Read the definition of philanthropy to the students and then ask the students to think about how people like them get to be philanthropists. Illustrate this concept with the following demonstration.
Hold the spray bottle up for students to see with the spray nozzle set to a mist. Spray the wide mist onto the paper toweling in your other hand. Show the students how the paper toweling got a little wet all over. Explain that a person begins to be a philanthropist very much like the mist spray. The person may have a wide area of interests that cover a wide area of topics. (It may help to name some of the varied interests and talents in the classroom.)
Tighten the spray nozzle, making it a direct spray. Spray the thin stream onto a new paper towel. Show the students the small, but very wet area of the paper toweling. Tell students that as they discover what they really care about, their actions will be more focused like this spray of water. Then their work may make a more noticeable difference.
Look together at the following words in the definition of philanthropy: time, talent and treasure. Ask the group for examples of how young people can share their time for the common good. These actions can be very small, such as asking a new student to play or helping a younger student find his teacher. Write all of their ideas in a list on chart paper.
Ask the group for examples of how young people can share their talent for the common good. These actions can be very small, such as helping someone with a math problem or teaching a younger student to play a recess game. Write all of their ideas in a list on chart paper.

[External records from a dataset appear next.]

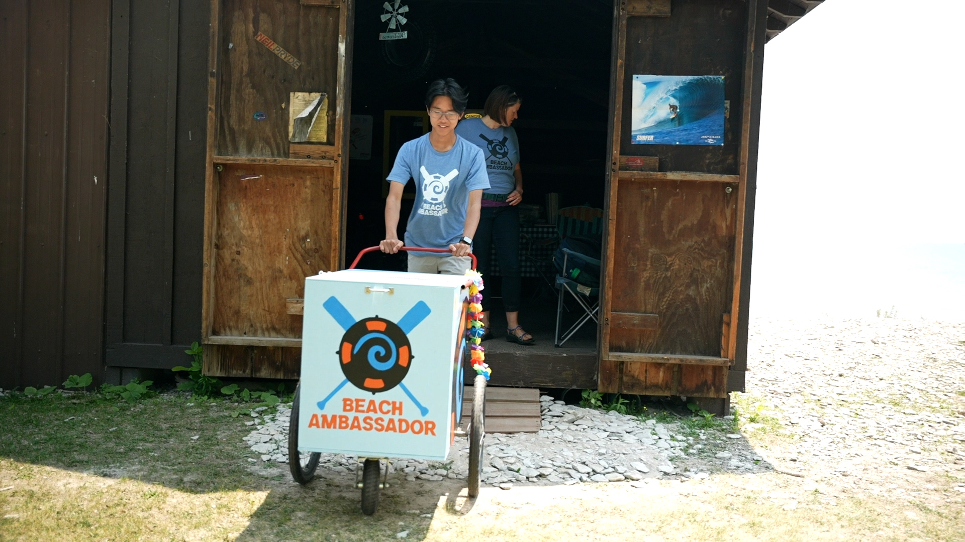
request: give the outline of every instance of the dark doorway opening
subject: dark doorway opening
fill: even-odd
[[[470,111],[482,110],[488,93],[501,84],[511,85],[522,96],[513,127],[519,137],[522,204],[533,205],[522,213],[530,217],[522,220],[524,226],[538,229],[538,224],[553,222],[546,210],[551,193],[559,195],[559,208],[603,207],[611,2],[403,0],[399,8],[395,2],[389,6],[393,10],[375,2],[360,3],[355,14],[351,129],[353,141],[361,141],[365,149],[355,148],[349,164],[346,258],[384,237],[387,169],[401,143],[429,129],[427,118],[421,117],[423,100],[427,84],[439,77],[453,77],[469,90]],[[392,13],[400,13],[402,6],[408,7],[400,12],[405,24],[399,24],[397,17],[397,27],[389,28]],[[407,38],[379,40],[381,33],[400,31],[405,31]],[[411,206],[411,199],[403,200],[400,235]],[[551,226],[542,228],[553,230]],[[535,258],[551,258],[550,248],[539,249],[534,251],[538,253]],[[404,269],[405,259],[378,254],[367,257],[362,265]],[[524,271],[529,276],[523,277],[520,321],[537,337],[539,348],[511,345],[496,333],[496,340],[485,343],[490,354],[506,351],[533,357],[538,351],[547,356],[563,352],[553,348],[554,274],[551,263],[539,272]],[[495,276],[487,280],[484,293],[493,302],[492,325],[501,331],[505,317],[499,306],[500,280]],[[580,351],[587,359],[592,357],[590,372],[593,372],[596,326],[593,322],[565,346],[567,354]]]

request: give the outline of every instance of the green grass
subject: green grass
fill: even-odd
[[[427,529],[429,519],[406,513],[435,508],[425,484],[386,490],[366,518],[352,474],[301,487],[288,466],[248,461],[252,419],[232,418],[237,408],[179,393],[134,405],[93,393],[0,398],[0,488],[13,486],[0,492],[0,540],[369,541]]]

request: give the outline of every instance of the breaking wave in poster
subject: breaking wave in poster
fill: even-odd
[[[724,77],[633,76],[631,142],[724,144]]]

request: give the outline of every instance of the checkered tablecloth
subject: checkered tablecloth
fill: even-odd
[[[547,273],[552,275],[553,254],[560,245],[560,235],[556,226],[550,224],[534,224],[519,226],[519,272],[523,277],[539,277]],[[496,247],[493,246],[489,255],[492,269],[489,275],[499,275],[499,262],[496,261]]]

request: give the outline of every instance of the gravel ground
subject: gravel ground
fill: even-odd
[[[747,392],[732,396],[739,433],[732,423],[661,423],[544,395],[538,434],[487,435],[483,482],[643,487],[776,472],[832,495],[962,501],[965,324],[758,318],[749,343]],[[246,444],[262,461],[286,461],[289,412],[246,421]],[[457,438],[448,461],[392,460],[390,474],[465,478],[467,452],[466,439]],[[318,474],[354,475],[355,462],[323,454]]]

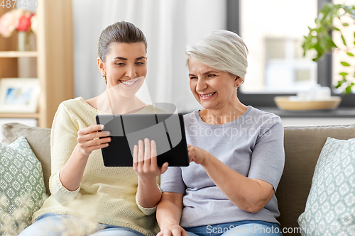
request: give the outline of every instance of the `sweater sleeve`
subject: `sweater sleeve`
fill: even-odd
[[[70,115],[62,103],[55,113],[50,136],[52,174],[50,177],[50,193],[61,205],[65,205],[77,194],[75,191],[67,189],[60,181],[59,172],[70,157],[77,141],[77,123]]]

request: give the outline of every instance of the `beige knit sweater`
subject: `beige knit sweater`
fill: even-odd
[[[154,107],[147,106],[137,113],[154,113]],[[106,113],[96,110],[81,97],[65,101],[59,106],[50,138],[52,195],[35,213],[33,220],[41,214],[51,212],[155,235],[159,230],[155,208],[144,208],[136,202],[138,177],[132,167],[104,167],[101,150],[97,150],[89,157],[77,190],[68,191],[59,179],[59,171],[77,145],[77,131],[96,125],[97,114]],[[157,178],[157,182],[160,184],[160,178]]]

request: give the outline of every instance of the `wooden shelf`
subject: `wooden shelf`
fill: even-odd
[[[0,118],[39,118],[39,113],[0,113]]]
[[[37,57],[36,51],[3,51],[0,52],[0,57]]]

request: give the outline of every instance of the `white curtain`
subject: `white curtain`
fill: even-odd
[[[97,64],[99,37],[106,26],[126,21],[148,40],[146,81],[151,101],[172,103],[179,112],[201,108],[190,91],[185,49],[212,30],[225,29],[225,0],[72,0],[72,4],[75,96],[88,99],[104,91]]]

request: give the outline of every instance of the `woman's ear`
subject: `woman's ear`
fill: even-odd
[[[100,57],[97,57],[97,66],[99,67],[99,69],[101,72],[101,74],[102,74],[103,76],[106,75],[105,67]]]
[[[241,79],[239,77],[236,77],[234,79],[234,86],[238,88],[241,84],[243,82],[243,79]]]

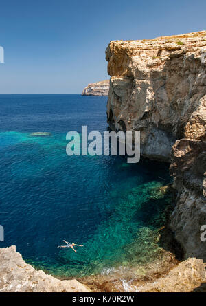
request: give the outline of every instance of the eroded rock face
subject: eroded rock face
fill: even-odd
[[[108,96],[109,80],[89,84],[82,92],[83,96]]]
[[[89,292],[76,280],[60,281],[27,265],[16,248],[0,249],[0,292]]]
[[[141,152],[171,162],[171,227],[185,258],[206,261],[206,32],[113,41],[106,52],[112,129],[141,131]],[[172,147],[173,146],[173,147]]]
[[[140,131],[142,155],[170,161],[176,140],[205,140],[205,33],[110,43],[108,122]]]
[[[178,190],[171,228],[188,256],[206,261],[206,242],[201,227],[206,224],[206,142],[181,139],[173,146],[170,173]]]

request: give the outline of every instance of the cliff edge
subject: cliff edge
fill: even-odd
[[[0,248],[0,292],[89,292],[76,280],[60,281],[27,265],[16,247]]]
[[[206,32],[113,41],[107,118],[140,131],[141,155],[171,163],[178,191],[170,227],[185,256],[206,261]]]
[[[82,96],[108,96],[109,90],[109,80],[102,80],[89,84],[84,88]]]

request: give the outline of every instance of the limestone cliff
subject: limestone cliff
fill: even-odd
[[[45,274],[43,271],[36,270],[24,261],[14,245],[0,248],[0,292],[91,292],[87,285],[76,280],[60,281]],[[88,283],[90,287],[93,287],[89,281]],[[137,280],[126,287],[122,283],[118,292],[188,292],[199,288],[203,283],[206,283],[205,263],[201,259],[192,258],[176,265],[161,277]],[[106,279],[103,282],[100,279],[98,290],[95,291],[111,292],[111,284]]]
[[[82,92],[83,96],[108,96],[109,80],[89,84]]]
[[[141,131],[141,154],[171,162],[171,227],[185,257],[206,261],[206,32],[113,41],[106,51],[112,129]],[[172,148],[173,146],[173,148]]]
[[[60,281],[27,265],[14,245],[0,249],[0,292],[89,292],[76,280]]]

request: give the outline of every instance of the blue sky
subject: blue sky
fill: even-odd
[[[0,93],[81,93],[108,78],[111,40],[205,30],[205,0],[7,0],[0,4]]]

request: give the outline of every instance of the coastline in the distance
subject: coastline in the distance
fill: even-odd
[[[108,96],[109,90],[109,80],[89,84],[84,88],[82,96]]]

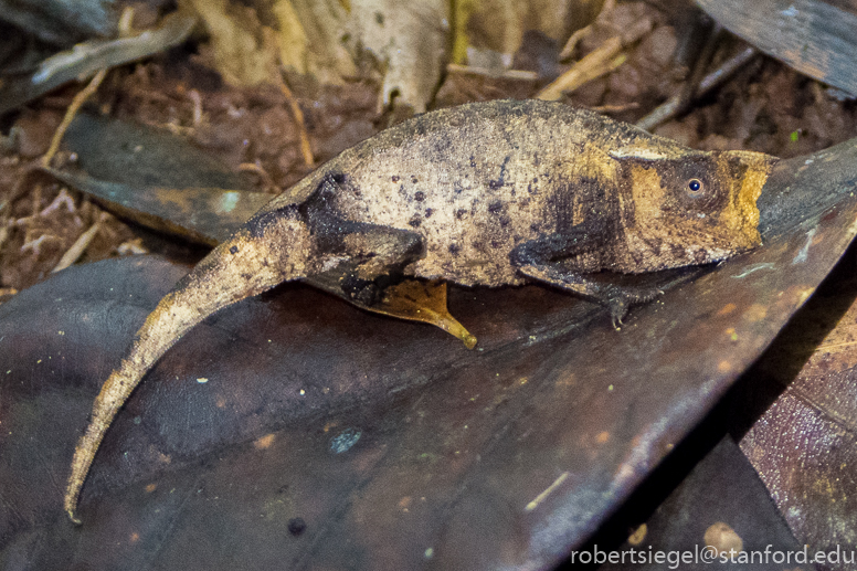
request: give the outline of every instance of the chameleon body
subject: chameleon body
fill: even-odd
[[[283,282],[335,277],[371,306],[405,277],[537,281],[620,321],[657,292],[586,278],[716,262],[761,243],[773,158],[702,152],[583,109],[490,102],[417,116],[274,199],[167,294],[95,399],[72,463],[77,498],[114,416],[151,366],[222,307]]]

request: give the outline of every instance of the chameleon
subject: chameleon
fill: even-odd
[[[561,103],[496,101],[419,115],[320,166],[218,245],[146,318],[96,396],[72,461],[72,521],[100,442],[146,372],[219,309],[326,277],[363,307],[403,279],[537,282],[605,306],[614,326],[660,292],[592,274],[724,260],[761,244],[776,159],[699,151]]]

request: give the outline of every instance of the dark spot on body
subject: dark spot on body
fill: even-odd
[[[300,536],[307,530],[307,522],[304,518],[292,518],[288,520],[288,532],[295,537]]]
[[[502,165],[500,165],[500,177],[497,180],[488,181],[488,187],[491,190],[497,190],[506,184],[506,166],[509,163],[509,160],[511,160],[511,156],[507,155],[506,158],[502,159]]]

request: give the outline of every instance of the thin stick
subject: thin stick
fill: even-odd
[[[279,77],[279,91],[286,96],[288,106],[292,108],[292,115],[295,117],[297,133],[300,137],[300,154],[304,156],[304,162],[307,167],[311,167],[315,165],[316,159],[313,157],[313,147],[309,146],[309,135],[307,134],[306,123],[304,123],[304,112],[300,110],[295,94],[288,88],[288,85],[283,81],[283,77]]]
[[[63,254],[63,257],[60,258],[60,262],[56,264],[56,266],[54,266],[53,269],[51,269],[51,272],[60,272],[61,269],[65,269],[66,267],[77,262],[77,258],[81,257],[84,252],[86,252],[87,247],[89,247],[89,244],[100,228],[102,221],[98,220],[95,224],[89,226],[89,230],[81,234],[81,236],[74,241],[72,247],[70,247],[65,254]]]
[[[699,82],[699,85],[694,91],[692,97],[690,101],[698,99],[699,97],[702,97],[710,91],[712,91],[715,87],[719,87],[723,83],[726,83],[729,77],[732,76],[738,70],[740,70],[743,65],[745,65],[750,60],[755,57],[759,54],[759,52],[754,47],[745,47],[738,54],[733,55],[723,64],[715,70],[713,72],[706,75],[701,82]],[[655,109],[652,110],[648,115],[639,119],[637,121],[636,126],[641,129],[652,130],[658,125],[668,121],[673,117],[677,116],[681,113],[683,107],[683,97],[681,93],[674,95],[666,102],[662,103]]]
[[[89,81],[89,84],[74,96],[72,104],[65,110],[63,123],[61,123],[56,128],[53,139],[51,139],[51,146],[47,148],[47,152],[45,152],[44,157],[42,157],[42,167],[51,166],[51,159],[53,159],[54,155],[56,155],[56,150],[60,148],[60,141],[63,140],[65,130],[68,128],[68,125],[72,124],[72,120],[74,119],[74,116],[77,115],[77,110],[81,108],[81,106],[83,106],[86,99],[88,99],[98,89],[98,86],[104,81],[105,75],[107,75],[106,67],[96,73],[95,76]]]

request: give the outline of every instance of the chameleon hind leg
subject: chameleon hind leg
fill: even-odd
[[[334,252],[335,267],[308,281],[369,311],[434,325],[468,349],[476,346],[476,337],[446,308],[446,284],[403,276],[404,267],[423,255],[420,234],[349,222],[322,211],[309,218],[314,230],[326,234],[322,241]]]
[[[613,327],[618,328],[633,305],[655,299],[663,292],[656,288],[634,288],[604,283],[588,277],[562,264],[562,258],[583,254],[597,243],[592,240],[592,225],[579,224],[562,234],[550,234],[542,239],[519,244],[510,254],[510,261],[522,275],[546,284],[573,292],[592,299],[610,310]]]

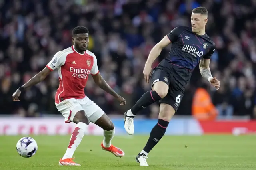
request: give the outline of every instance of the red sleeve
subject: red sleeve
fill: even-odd
[[[52,70],[52,69],[50,68],[48,65],[46,65],[46,67],[47,67],[48,68],[48,69],[49,69],[50,70],[50,71],[52,71],[53,70]]]
[[[100,71],[98,71],[98,72],[97,72],[97,73],[96,73],[96,74],[92,74],[92,73],[91,73],[91,74],[92,75],[97,75],[97,74],[98,74],[99,73],[100,73]]]

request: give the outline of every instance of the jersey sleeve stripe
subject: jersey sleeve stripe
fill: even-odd
[[[168,38],[168,39],[170,40],[170,42],[172,42],[172,41],[171,41],[171,38],[169,37],[169,34],[167,34],[167,37]]]
[[[92,74],[92,73],[91,73],[91,74],[92,75],[97,75],[97,74],[98,74],[99,73],[100,73],[100,71],[98,71],[98,72],[97,72],[97,73],[96,73],[96,74]]]
[[[46,65],[46,67],[47,67],[48,68],[48,69],[49,69],[50,70],[50,71],[53,71],[53,70],[51,68],[50,68],[50,67],[49,67],[48,65]]]

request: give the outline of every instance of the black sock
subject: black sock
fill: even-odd
[[[160,119],[158,122],[151,130],[150,136],[143,150],[148,153],[164,136],[169,122]]]
[[[160,99],[161,97],[156,91],[150,90],[147,91],[132,107],[131,111],[133,114],[135,115],[139,111]]]

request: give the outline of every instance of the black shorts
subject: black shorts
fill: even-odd
[[[150,77],[151,89],[154,83],[159,81],[165,83],[169,86],[167,95],[159,101],[159,103],[170,105],[177,111],[184,96],[184,88],[170,71],[156,67]]]

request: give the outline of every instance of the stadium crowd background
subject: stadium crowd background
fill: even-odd
[[[150,86],[143,79],[144,63],[154,45],[172,29],[189,26],[192,10],[208,10],[206,32],[216,44],[212,75],[221,83],[218,91],[206,86],[220,112],[255,117],[256,0],[0,0],[0,112],[26,117],[60,114],[54,97],[56,71],[12,101],[19,87],[42,69],[56,52],[71,46],[71,30],[78,25],[90,31],[89,49],[96,55],[100,73],[125,97],[119,106],[96,87],[92,79],[86,94],[107,114],[122,114]],[[168,54],[163,50],[154,64]],[[177,115],[191,115],[197,88],[205,85],[194,71]],[[158,105],[141,114],[157,117]]]

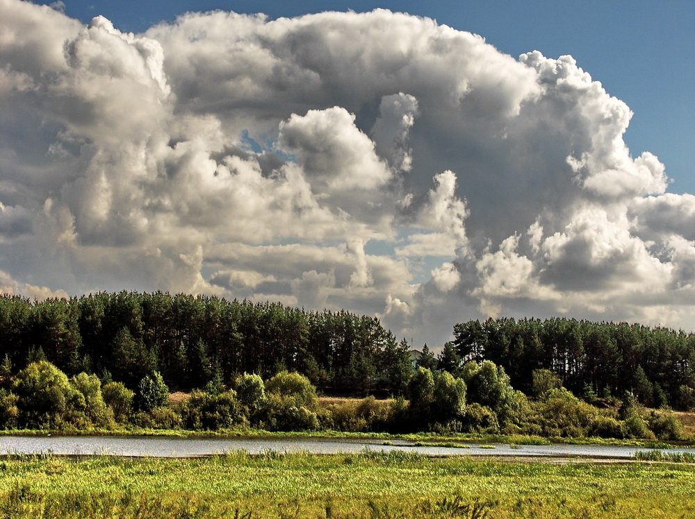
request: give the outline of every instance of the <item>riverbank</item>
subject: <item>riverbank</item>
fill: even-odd
[[[145,429],[141,427],[117,427],[113,429],[20,429],[0,430],[0,437],[5,436],[154,436],[172,438],[217,439],[295,439],[329,438],[345,439],[374,439],[383,441],[405,440],[411,442],[443,443],[467,442],[472,443],[506,443],[512,445],[544,445],[553,443],[566,445],[596,445],[645,448],[669,449],[674,447],[695,447],[695,441],[655,441],[653,440],[615,439],[605,438],[544,438],[523,434],[473,434],[464,433],[415,432],[393,434],[386,432],[351,432],[322,430],[302,432],[266,431],[260,429],[225,429],[217,431],[191,431],[180,429]]]
[[[8,517],[678,517],[695,466],[521,463],[393,452],[0,461]],[[477,511],[478,515],[473,512]]]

Ask the group for examples of how young people can share their treasure for the common good. These actions can be very small, such as sharing a toy or letting someone else have the last helping of food. Write all of their ideas in a list on chart paper.
Read aloud the poem "The Word for Me Is Philanthropy" (Handout One). Encourage the students to shout the last line.
After reading the poem, each student shares one small act of philanthropy he or she has done (they may refer to their brainstormed lists on the charts). After each student shares, have the whole class chant, "We are philanthropists!" Reinforce the idea that all of these small actions add up to one big improvement for the common good. They are making the world (or school or home) a better place.
Pass out the nametags that say, "Ask me why I am a philanthropist." Tell the students that they must wear this all day (until bedtime) and be ready to answer the question. They can practice with each other before they leave the classroom.
The students demonstrate their understanding of a kind act by drawing a picture of Johnny Appleseed in action. Observe student participation in discussions about their own philanthropic actions. Have each student draw a picture of one philanthropic action (Handout Two: An Action of the Heart). Teacher Note: Keep this picture for use in Lesson Four: Apple-icious.
Strand PHIL.I Definitions of Philanthropy
Standard DP 01. Define Philanthropy
Benchmark E.1 Define philanthropy as the giving and sharing of time, talent, or treasure intended for the common good.
Benchmark E.2 Define philanthropy and charity.
Strand PHIL.II Philanthropy and Civil Society
Standard PCS 01. Self, citizenship, and society
Benchmark E.4 Describe the characteristics of someone who helps others.
Standard PCS 02. Diverse Cultures
Benchmark E.4 Demonstrate listening skills.
Strand PHIL.III Philanthropy and the Individual
Standard PI 01. Reasons for Individual Philanthropy
Benchmark E.4 Give an example of how citizens act for the common good.
Benchmark E.5 Give examples of actions students can take to improve the common good and list or describe responsibilities that go with those actions.